​Un apolítico código de honor

Miquel Escudero

Reverte


En español, un ser iletrado es un analfabeto y un ser irreligioso es alguien que se opone al espíritu de la religión o que está falto de ella. No existe, en cambio, el término ‘ipolítico’ pero sí el de apolítico: es el ajeno a la política o quien se desentiende de ella. Durante la dictadura de Franco, no pocos decían ser apolíticos; no se ‘metían en política’ y se encogían de hombros ante lo que se daba como ‘inevitable’. 


Hoy bajo el pretexto de la corrupción, algunos alardean de antipolíticos o de antisistema. No comparto esta actitud, aunque desdeño en particular el definirme políticamente con una sola etiqueta o con unas solas siglas; el motivo es que no son pocos quienes pretenden deducir lo que no pueden y no corresponde -un grado de adhesión impropio-, puesto que leen con un extraño y desorbitado prejuicio, que todo lo corroe. Creo que no hay que facilitar las cosas a los cautivos del sectarismo.
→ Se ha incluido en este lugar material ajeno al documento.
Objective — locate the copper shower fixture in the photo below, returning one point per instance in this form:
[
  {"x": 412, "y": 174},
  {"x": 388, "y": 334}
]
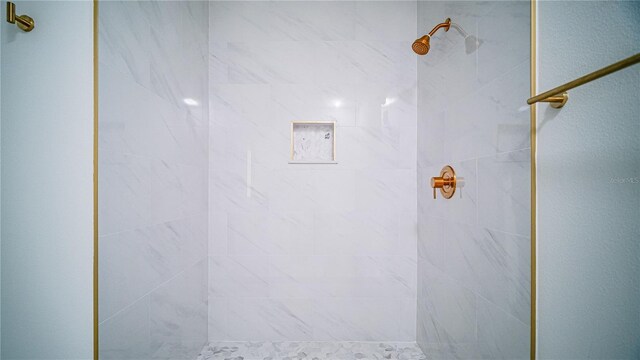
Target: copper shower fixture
[{"x": 421, "y": 46}]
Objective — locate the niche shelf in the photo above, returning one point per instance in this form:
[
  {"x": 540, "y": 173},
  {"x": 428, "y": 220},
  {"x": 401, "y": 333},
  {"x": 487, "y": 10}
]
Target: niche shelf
[{"x": 313, "y": 142}]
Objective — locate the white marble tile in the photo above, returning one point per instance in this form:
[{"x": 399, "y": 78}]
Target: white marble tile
[
  {"x": 501, "y": 335},
  {"x": 491, "y": 120},
  {"x": 383, "y": 190},
  {"x": 238, "y": 276},
  {"x": 124, "y": 192},
  {"x": 153, "y": 178},
  {"x": 502, "y": 51},
  {"x": 345, "y": 232},
  {"x": 503, "y": 192},
  {"x": 356, "y": 233},
  {"x": 135, "y": 262},
  {"x": 271, "y": 62},
  {"x": 492, "y": 264},
  {"x": 366, "y": 277},
  {"x": 385, "y": 20},
  {"x": 178, "y": 314},
  {"x": 450, "y": 307},
  {"x": 178, "y": 49},
  {"x": 344, "y": 319},
  {"x": 255, "y": 21},
  {"x": 126, "y": 335},
  {"x": 269, "y": 319},
  {"x": 124, "y": 38},
  {"x": 431, "y": 240}
]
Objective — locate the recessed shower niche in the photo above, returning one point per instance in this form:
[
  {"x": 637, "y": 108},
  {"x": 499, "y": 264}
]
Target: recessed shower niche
[{"x": 313, "y": 142}]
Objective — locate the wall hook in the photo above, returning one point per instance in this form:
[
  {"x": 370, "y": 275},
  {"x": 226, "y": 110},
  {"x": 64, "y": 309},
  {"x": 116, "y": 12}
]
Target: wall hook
[{"x": 24, "y": 22}]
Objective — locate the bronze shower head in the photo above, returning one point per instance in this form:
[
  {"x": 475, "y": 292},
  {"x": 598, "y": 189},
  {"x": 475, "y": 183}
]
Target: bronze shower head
[{"x": 421, "y": 46}]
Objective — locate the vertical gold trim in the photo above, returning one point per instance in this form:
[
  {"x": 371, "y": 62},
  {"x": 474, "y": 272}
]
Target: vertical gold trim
[
  {"x": 96, "y": 342},
  {"x": 533, "y": 129}
]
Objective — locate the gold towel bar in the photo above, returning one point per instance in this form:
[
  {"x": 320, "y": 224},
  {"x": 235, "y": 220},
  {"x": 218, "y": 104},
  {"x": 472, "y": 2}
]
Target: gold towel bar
[{"x": 559, "y": 101}]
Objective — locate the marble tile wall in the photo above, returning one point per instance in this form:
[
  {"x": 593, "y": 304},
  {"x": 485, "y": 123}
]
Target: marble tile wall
[
  {"x": 473, "y": 250},
  {"x": 153, "y": 171},
  {"x": 312, "y": 252}
]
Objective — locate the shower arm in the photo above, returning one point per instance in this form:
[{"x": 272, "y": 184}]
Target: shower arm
[
  {"x": 446, "y": 24},
  {"x": 460, "y": 30}
]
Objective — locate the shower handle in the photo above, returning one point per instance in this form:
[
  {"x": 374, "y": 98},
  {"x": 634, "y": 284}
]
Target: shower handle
[
  {"x": 446, "y": 182},
  {"x": 24, "y": 22}
]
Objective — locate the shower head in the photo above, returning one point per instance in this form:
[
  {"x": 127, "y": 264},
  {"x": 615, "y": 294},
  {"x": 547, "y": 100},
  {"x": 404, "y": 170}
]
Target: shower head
[{"x": 421, "y": 46}]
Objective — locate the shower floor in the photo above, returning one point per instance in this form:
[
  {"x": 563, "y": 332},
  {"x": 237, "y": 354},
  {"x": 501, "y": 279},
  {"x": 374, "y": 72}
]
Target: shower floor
[{"x": 311, "y": 350}]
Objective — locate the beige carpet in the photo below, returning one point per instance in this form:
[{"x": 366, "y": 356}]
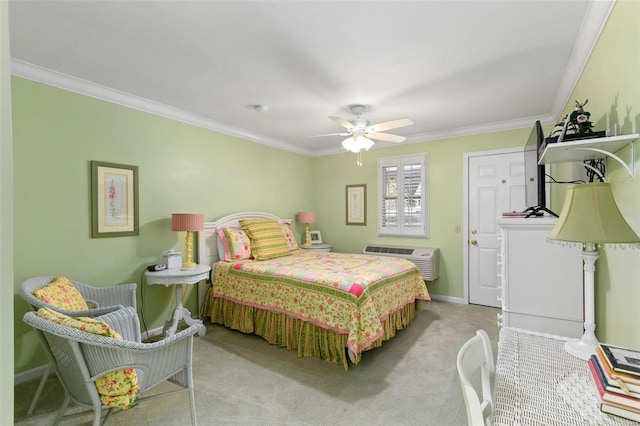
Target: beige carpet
[{"x": 242, "y": 380}]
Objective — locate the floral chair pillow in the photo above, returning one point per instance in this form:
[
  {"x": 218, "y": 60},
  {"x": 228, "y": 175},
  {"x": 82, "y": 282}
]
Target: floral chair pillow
[
  {"x": 61, "y": 293},
  {"x": 116, "y": 389}
]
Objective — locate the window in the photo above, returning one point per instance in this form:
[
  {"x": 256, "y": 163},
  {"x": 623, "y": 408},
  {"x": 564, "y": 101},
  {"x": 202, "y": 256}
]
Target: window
[{"x": 403, "y": 196}]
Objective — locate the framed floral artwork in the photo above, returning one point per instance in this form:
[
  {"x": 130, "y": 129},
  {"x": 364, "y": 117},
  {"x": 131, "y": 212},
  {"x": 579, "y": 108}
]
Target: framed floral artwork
[
  {"x": 114, "y": 200},
  {"x": 316, "y": 237},
  {"x": 356, "y": 204}
]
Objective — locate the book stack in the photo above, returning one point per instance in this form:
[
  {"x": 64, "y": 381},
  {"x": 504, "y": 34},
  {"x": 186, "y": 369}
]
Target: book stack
[{"x": 616, "y": 375}]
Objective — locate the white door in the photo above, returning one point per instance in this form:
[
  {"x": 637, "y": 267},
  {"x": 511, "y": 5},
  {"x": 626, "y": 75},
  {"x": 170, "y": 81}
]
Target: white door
[{"x": 495, "y": 185}]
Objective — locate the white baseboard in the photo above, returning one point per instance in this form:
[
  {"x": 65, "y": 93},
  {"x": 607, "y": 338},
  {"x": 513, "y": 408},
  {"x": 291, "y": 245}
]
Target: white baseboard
[{"x": 449, "y": 299}]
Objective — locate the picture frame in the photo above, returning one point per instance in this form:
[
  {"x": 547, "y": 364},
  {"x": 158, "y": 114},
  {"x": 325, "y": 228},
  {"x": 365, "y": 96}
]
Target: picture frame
[
  {"x": 315, "y": 237},
  {"x": 356, "y": 204},
  {"x": 114, "y": 200}
]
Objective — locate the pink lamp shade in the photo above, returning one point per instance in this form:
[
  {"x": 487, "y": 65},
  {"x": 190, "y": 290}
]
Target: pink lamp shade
[
  {"x": 307, "y": 217},
  {"x": 187, "y": 222}
]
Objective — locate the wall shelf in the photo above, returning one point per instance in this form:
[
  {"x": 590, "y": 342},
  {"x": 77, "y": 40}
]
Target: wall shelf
[{"x": 590, "y": 149}]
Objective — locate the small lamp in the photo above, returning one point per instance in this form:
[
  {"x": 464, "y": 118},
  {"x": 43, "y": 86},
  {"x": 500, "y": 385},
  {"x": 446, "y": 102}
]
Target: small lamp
[
  {"x": 188, "y": 222},
  {"x": 590, "y": 217},
  {"x": 307, "y": 218}
]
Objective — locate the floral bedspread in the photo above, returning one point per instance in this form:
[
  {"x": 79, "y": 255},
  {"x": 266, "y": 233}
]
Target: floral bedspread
[{"x": 348, "y": 293}]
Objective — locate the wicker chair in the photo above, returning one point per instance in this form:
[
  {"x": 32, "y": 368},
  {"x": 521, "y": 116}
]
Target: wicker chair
[
  {"x": 102, "y": 300},
  {"x": 475, "y": 361},
  {"x": 81, "y": 358}
]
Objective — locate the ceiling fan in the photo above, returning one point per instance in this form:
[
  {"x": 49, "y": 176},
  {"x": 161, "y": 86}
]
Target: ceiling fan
[{"x": 361, "y": 131}]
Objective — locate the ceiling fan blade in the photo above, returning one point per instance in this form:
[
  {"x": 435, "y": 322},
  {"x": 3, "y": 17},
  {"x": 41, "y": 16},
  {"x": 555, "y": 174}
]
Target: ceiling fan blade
[
  {"x": 387, "y": 137},
  {"x": 344, "y": 123},
  {"x": 327, "y": 134},
  {"x": 388, "y": 125}
]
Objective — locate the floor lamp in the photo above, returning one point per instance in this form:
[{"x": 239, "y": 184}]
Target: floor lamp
[{"x": 591, "y": 218}]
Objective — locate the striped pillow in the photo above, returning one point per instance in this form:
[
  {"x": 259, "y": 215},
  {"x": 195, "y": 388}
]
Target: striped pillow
[
  {"x": 236, "y": 243},
  {"x": 267, "y": 238}
]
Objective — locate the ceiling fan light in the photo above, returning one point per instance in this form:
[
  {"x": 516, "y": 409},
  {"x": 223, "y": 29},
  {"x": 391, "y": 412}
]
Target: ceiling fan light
[
  {"x": 365, "y": 143},
  {"x": 350, "y": 145}
]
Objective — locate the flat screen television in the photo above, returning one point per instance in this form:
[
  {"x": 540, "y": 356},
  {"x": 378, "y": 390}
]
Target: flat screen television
[{"x": 534, "y": 174}]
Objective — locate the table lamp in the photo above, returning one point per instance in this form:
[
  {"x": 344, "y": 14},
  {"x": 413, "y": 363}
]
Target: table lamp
[
  {"x": 188, "y": 222},
  {"x": 306, "y": 218},
  {"x": 590, "y": 217}
]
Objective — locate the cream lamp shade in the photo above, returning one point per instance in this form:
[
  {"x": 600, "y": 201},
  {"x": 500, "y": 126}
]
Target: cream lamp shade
[
  {"x": 307, "y": 218},
  {"x": 591, "y": 217},
  {"x": 188, "y": 222}
]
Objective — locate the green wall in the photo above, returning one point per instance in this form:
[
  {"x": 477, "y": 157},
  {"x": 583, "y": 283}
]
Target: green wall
[
  {"x": 6, "y": 224},
  {"x": 189, "y": 169},
  {"x": 445, "y": 199},
  {"x": 611, "y": 82}
]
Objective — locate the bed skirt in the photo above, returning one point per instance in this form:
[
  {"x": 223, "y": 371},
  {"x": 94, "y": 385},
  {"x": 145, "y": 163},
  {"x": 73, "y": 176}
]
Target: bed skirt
[{"x": 308, "y": 339}]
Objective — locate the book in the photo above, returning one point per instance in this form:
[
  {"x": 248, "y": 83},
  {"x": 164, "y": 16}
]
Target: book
[
  {"x": 622, "y": 360},
  {"x": 623, "y": 401},
  {"x": 624, "y": 380},
  {"x": 619, "y": 411},
  {"x": 610, "y": 384}
]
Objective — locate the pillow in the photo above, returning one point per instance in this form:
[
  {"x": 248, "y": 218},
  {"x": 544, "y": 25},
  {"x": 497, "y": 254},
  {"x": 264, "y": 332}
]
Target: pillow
[
  {"x": 267, "y": 238},
  {"x": 288, "y": 235},
  {"x": 236, "y": 244},
  {"x": 116, "y": 389},
  {"x": 61, "y": 293}
]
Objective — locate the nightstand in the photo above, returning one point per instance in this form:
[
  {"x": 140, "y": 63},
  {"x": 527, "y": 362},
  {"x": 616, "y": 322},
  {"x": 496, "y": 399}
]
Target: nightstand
[
  {"x": 179, "y": 278},
  {"x": 317, "y": 247}
]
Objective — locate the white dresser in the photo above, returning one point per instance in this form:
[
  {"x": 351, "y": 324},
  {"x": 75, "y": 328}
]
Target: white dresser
[{"x": 541, "y": 282}]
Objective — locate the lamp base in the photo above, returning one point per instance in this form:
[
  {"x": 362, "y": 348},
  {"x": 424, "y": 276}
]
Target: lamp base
[{"x": 580, "y": 348}]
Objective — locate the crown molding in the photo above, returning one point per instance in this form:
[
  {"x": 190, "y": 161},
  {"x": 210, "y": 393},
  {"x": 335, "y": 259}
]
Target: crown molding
[
  {"x": 83, "y": 87},
  {"x": 592, "y": 26}
]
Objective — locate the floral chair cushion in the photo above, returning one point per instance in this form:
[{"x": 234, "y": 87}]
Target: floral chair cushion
[{"x": 61, "y": 293}]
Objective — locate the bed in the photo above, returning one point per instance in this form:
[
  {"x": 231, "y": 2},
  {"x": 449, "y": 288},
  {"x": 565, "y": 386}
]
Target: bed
[{"x": 333, "y": 306}]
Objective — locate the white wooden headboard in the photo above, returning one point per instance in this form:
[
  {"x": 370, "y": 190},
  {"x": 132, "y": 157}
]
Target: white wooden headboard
[
  {"x": 208, "y": 240},
  {"x": 208, "y": 243}
]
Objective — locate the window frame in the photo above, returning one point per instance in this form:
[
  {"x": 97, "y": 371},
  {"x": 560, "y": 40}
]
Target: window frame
[{"x": 400, "y": 162}]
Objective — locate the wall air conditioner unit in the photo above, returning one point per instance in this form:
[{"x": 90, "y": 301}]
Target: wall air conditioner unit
[{"x": 425, "y": 258}]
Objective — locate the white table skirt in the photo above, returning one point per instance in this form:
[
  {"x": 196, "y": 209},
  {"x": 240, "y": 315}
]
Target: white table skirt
[{"x": 538, "y": 383}]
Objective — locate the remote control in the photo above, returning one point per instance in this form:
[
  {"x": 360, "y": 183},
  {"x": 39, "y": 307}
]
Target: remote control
[{"x": 156, "y": 268}]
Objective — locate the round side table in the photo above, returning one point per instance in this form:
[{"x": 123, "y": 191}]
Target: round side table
[{"x": 179, "y": 278}]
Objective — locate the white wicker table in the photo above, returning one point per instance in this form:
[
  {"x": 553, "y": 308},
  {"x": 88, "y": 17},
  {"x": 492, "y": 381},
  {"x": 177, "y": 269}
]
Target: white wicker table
[
  {"x": 538, "y": 383},
  {"x": 179, "y": 278}
]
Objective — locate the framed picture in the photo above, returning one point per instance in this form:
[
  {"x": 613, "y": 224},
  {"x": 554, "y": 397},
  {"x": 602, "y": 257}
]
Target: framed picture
[
  {"x": 357, "y": 204},
  {"x": 114, "y": 200},
  {"x": 316, "y": 237}
]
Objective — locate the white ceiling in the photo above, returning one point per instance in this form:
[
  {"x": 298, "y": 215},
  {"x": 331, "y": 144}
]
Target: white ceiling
[{"x": 453, "y": 67}]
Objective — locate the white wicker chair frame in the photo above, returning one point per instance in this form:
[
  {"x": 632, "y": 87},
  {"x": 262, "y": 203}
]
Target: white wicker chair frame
[
  {"x": 476, "y": 356},
  {"x": 101, "y": 299},
  {"x": 81, "y": 358}
]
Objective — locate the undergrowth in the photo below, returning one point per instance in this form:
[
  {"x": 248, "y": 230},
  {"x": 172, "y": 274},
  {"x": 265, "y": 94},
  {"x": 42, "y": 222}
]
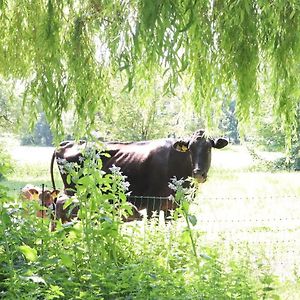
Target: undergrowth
[{"x": 100, "y": 257}]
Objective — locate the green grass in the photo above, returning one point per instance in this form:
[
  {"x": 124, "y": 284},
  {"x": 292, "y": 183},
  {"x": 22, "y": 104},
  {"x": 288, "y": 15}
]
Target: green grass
[{"x": 248, "y": 220}]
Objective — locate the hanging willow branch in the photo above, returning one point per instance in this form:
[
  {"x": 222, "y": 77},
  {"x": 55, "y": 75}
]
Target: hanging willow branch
[{"x": 67, "y": 52}]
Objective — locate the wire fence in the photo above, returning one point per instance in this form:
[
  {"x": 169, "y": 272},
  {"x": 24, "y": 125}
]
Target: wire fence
[{"x": 278, "y": 236}]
Leo con gusto e interés la última novela de Arturo Pérez-Reverte Falcó (Alfaguara), con la que inicia un nuevo ciclo de relatos. Su protagonista es Lorenzo Falcó, un espía próximo a los 40 años de edad: un hombre del momento que en esta entrega interviene en un proyecto de liberación de José Antonio, en la cárcel de Alicante. Confiesa simpatizar ‘con varias causas’, pero lo cierto es que actúa como un mercenario. Acostumbrado al olor del miedo, que afronta con serenidad e irónica melancolía, el talante de Falcó es ácido y un punto macabro. “Los hombres como aquél llevaban su última noche consigo a todas partes, como una mochila inseparable. Como una sentencia de muerte aplazada”. 


Un rostro curtido por años de tensión, mentiras y violencia. Un mundo donde palabras como patria, amor y futuro carecen de sentido. ¿En qué habría de creer?, se pregunta: “¿En unos generales llamados por Dios a salvar España de la horda marxista? ¿En una República proletaria, bondadosa y honrada que defiende su libertad?... Eso os lo dejo a vosotros. A los muchachos con fe”. Al protagonista le repelen esas retóricas y ha experimentado lo que es ser un mero peón en el juego de otros. La cuestión es que nada es lo que parece. Endurecido al constatarlo, desarrolla un cinismo realista que no permite llegar a soluciones pero sí tener a raya ciertas posturas. Ante una aparente ausencia de reglas, el largo pasillo de una antigua y olvidada conciencia puede registrar un singular rapto de honor.